Allelic expression imbalance

Liver tissue samples for AEI studies were non-cancerous specimens provided by the Liver Tissue Cell Distribution System (LTCDS). Anonymized fresh peripheral blood samples from healthy donors were provided by the Blood Bank at the NIH. Monocytes were purified from fresh blood with CD14+-coated magnetic MicroBeads with AutoMacs (Miltenyi Biotec, Auburn, CA, USA) as previously described.21 DNA from all samples was prepared with DNAeasy kit (Qiagen, Valencia, CA, USA) and RNA was prepared with Trizol reagent (Invitrogen, Carlsbad, CA, USA) followed by RNAeasy kit (Qiagen). The AEI was quantified with the allelic discrimination genotyping assays C__11916951_10 for rs3077 and a custom-designed assay for rs9277535. To ensure that the signal was specific for cDNA and was not derived from residual DNA in these samples, a ‘no reverse-transcriptase’ control reaction was tested initially. Genotyping for all DNA and cDNA samples was performed in duplicate on the 7900 Sequence Detection System (ABI, Foster City, CA, USA).

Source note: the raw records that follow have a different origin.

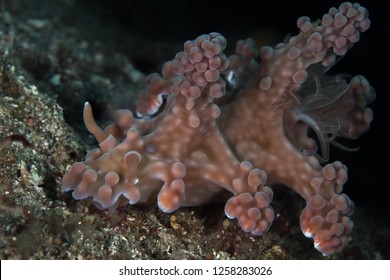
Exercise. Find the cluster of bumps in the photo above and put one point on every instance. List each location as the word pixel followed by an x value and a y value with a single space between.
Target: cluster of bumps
pixel 216 129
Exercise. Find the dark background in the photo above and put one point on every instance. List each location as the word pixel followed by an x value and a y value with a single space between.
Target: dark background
pixel 163 24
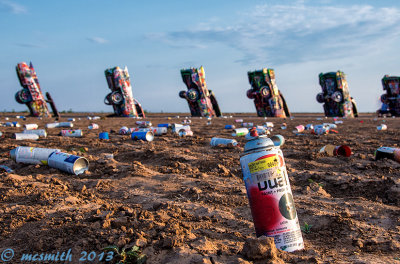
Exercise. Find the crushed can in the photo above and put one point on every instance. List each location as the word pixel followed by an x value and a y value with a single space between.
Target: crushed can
pixel 269 193
pixel 72 133
pixel 215 142
pixel 124 130
pixel 39 132
pixel 68 163
pixel 142 135
pixel 93 126
pixel 31 126
pixel 24 136
pixel 243 131
pixel 30 155
pixel 386 152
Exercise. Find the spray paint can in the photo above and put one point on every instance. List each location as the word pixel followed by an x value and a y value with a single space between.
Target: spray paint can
pixel 185 133
pixel 223 141
pixel 104 135
pixel 142 135
pixel 269 193
pixel 243 131
pixel 247 124
pixel 298 129
pixel 65 124
pixel 382 127
pixel 143 123
pixel 68 163
pixel 164 125
pixel 123 130
pixel 93 126
pixel 71 133
pixel 386 152
pixel 30 126
pixel 31 155
pixel 52 125
pixel 39 132
pixel 269 124
pixel 23 136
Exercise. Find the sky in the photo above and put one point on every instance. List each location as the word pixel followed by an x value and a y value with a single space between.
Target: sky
pixel 71 43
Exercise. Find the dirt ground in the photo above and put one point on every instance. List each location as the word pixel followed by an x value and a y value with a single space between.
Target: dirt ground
pixel 182 201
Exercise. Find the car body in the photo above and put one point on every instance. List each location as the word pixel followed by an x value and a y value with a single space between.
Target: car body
pixel 268 100
pixel 202 102
pixel 335 95
pixel 31 94
pixel 121 96
pixel 391 99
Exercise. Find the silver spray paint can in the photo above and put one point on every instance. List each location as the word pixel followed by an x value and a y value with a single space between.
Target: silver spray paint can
pixel 39 132
pixel 68 163
pixel 269 193
pixel 23 136
pixel 31 155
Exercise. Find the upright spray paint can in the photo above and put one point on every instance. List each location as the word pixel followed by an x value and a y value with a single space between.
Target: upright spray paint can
pixel 30 155
pixel 269 193
pixel 68 163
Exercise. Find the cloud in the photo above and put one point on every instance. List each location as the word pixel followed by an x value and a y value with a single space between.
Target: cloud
pixel 280 34
pixel 11 7
pixel 97 40
pixel 29 45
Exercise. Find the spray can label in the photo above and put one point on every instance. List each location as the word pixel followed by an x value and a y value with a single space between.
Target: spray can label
pixel 270 198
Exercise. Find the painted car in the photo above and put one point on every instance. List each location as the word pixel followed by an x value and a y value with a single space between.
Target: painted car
pixel 268 100
pixel 121 96
pixel 202 102
pixel 391 99
pixel 335 95
pixel 31 94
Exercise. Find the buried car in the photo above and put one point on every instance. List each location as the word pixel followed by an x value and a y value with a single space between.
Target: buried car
pixel 202 102
pixel 391 99
pixel 31 94
pixel 121 96
pixel 335 95
pixel 268 100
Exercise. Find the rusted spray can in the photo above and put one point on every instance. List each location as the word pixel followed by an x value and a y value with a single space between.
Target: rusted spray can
pixel 71 133
pixel 31 155
pixel 269 193
pixel 68 163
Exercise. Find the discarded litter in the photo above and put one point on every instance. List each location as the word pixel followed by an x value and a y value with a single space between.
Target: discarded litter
pixel 71 133
pixel 6 169
pixel 387 152
pixel 264 169
pixel 243 131
pixel 93 126
pixel 68 163
pixel 223 142
pixel 24 136
pixel 142 135
pixel 382 127
pixel 31 126
pixel 331 150
pixel 104 136
pixel 30 155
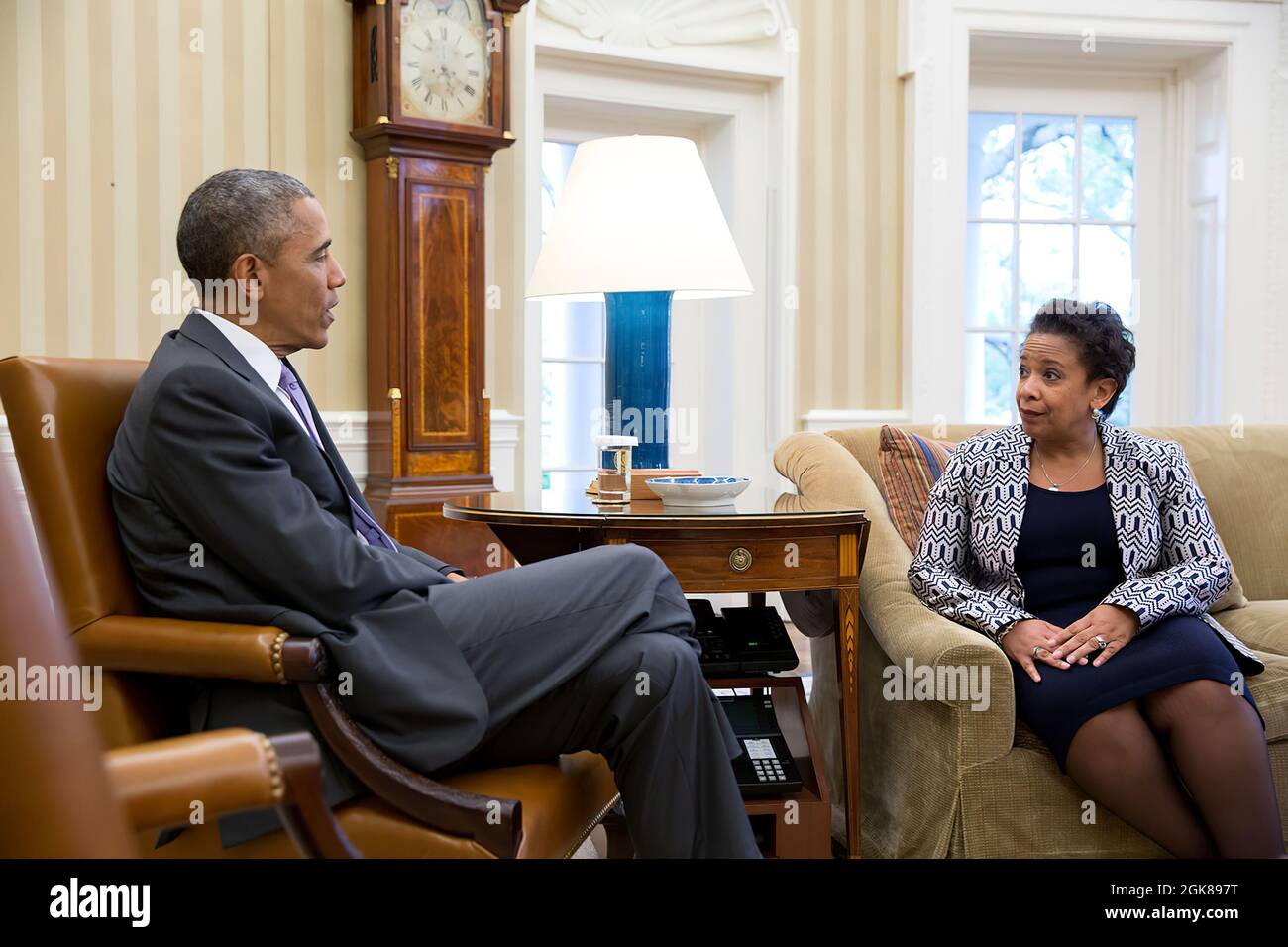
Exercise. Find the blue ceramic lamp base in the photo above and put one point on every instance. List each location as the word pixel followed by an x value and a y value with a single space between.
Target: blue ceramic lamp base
pixel 638 372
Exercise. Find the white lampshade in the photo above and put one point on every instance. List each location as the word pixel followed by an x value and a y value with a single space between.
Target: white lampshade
pixel 638 214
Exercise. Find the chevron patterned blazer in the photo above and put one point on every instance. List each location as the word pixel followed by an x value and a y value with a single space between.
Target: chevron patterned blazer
pixel 1172 560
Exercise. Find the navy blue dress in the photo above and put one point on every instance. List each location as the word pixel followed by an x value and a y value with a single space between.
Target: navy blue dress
pixel 1068 560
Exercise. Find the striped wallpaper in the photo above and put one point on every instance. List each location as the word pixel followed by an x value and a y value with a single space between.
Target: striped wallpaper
pixel 849 324
pixel 128 105
pixel 125 106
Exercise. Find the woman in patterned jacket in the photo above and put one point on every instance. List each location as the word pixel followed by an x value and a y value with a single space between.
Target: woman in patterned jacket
pixel 1087 553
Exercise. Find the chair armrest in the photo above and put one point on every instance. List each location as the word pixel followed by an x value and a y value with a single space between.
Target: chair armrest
pixel 184 648
pixel 902 625
pixel 228 771
pixel 822 470
pixel 270 656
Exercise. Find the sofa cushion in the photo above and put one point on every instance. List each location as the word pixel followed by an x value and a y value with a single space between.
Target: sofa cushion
pixel 1261 625
pixel 910 466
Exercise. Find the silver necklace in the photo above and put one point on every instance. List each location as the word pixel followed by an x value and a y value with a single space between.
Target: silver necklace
pixel 1055 487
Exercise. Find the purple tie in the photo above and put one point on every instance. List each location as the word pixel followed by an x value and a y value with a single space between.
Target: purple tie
pixel 369 527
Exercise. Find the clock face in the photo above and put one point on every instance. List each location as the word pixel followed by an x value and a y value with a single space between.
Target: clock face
pixel 446 62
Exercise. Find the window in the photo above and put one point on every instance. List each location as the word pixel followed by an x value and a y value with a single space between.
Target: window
pixel 1051 213
pixel 572 357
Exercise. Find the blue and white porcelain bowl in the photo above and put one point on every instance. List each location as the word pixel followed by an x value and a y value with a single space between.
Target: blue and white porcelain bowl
pixel 698 491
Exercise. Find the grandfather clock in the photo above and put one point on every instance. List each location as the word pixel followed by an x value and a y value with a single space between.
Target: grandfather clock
pixel 430 108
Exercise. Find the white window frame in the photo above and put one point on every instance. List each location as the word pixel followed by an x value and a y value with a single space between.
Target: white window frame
pixel 1142 98
pixel 935 59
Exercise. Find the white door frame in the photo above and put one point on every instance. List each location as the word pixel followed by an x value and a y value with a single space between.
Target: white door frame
pixel 935 38
pixel 745 350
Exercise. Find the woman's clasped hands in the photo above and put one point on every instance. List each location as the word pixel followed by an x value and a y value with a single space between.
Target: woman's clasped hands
pixel 1102 633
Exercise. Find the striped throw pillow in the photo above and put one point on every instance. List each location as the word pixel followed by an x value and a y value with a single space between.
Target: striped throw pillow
pixel 910 467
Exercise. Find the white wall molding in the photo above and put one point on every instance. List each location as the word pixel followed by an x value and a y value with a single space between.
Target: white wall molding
pixel 706 37
pixel 739 99
pixel 681 22
pixel 823 420
pixel 506 434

AEI experiments were carried out as previously described.22, 23 A standard curve was prepared based on 10 dilutions of two homozygous DNA samples prepared from liver tissue, representing 5, 15, 25, 35, 45, 55, 65, 75, 85 and 95% of allele ‘X’, based on the standard curve. The potential AEI in samples heterozygous for rs3077 and rs9277535 was evaluated by comparing the proportion of allele ‘X’ in DNA with that in cDNA with a paired two-sided T-test. To evaluate the potential effect of one SNP on AEI for the other (for example, effect of rs3077 on AEI for rs9277535), we tested whether the proportion of allele ‘X’ in samples heterozygous for rs9277535 differed by the genotype of rs3077. Using an F-test, we compared the proportion of allele ‘A’ in all samples that were heterozygous for rs9277535 with the proportion of allele ‘A’ in samples that were heterozygous for rs9277535, but homozygous for rs3077.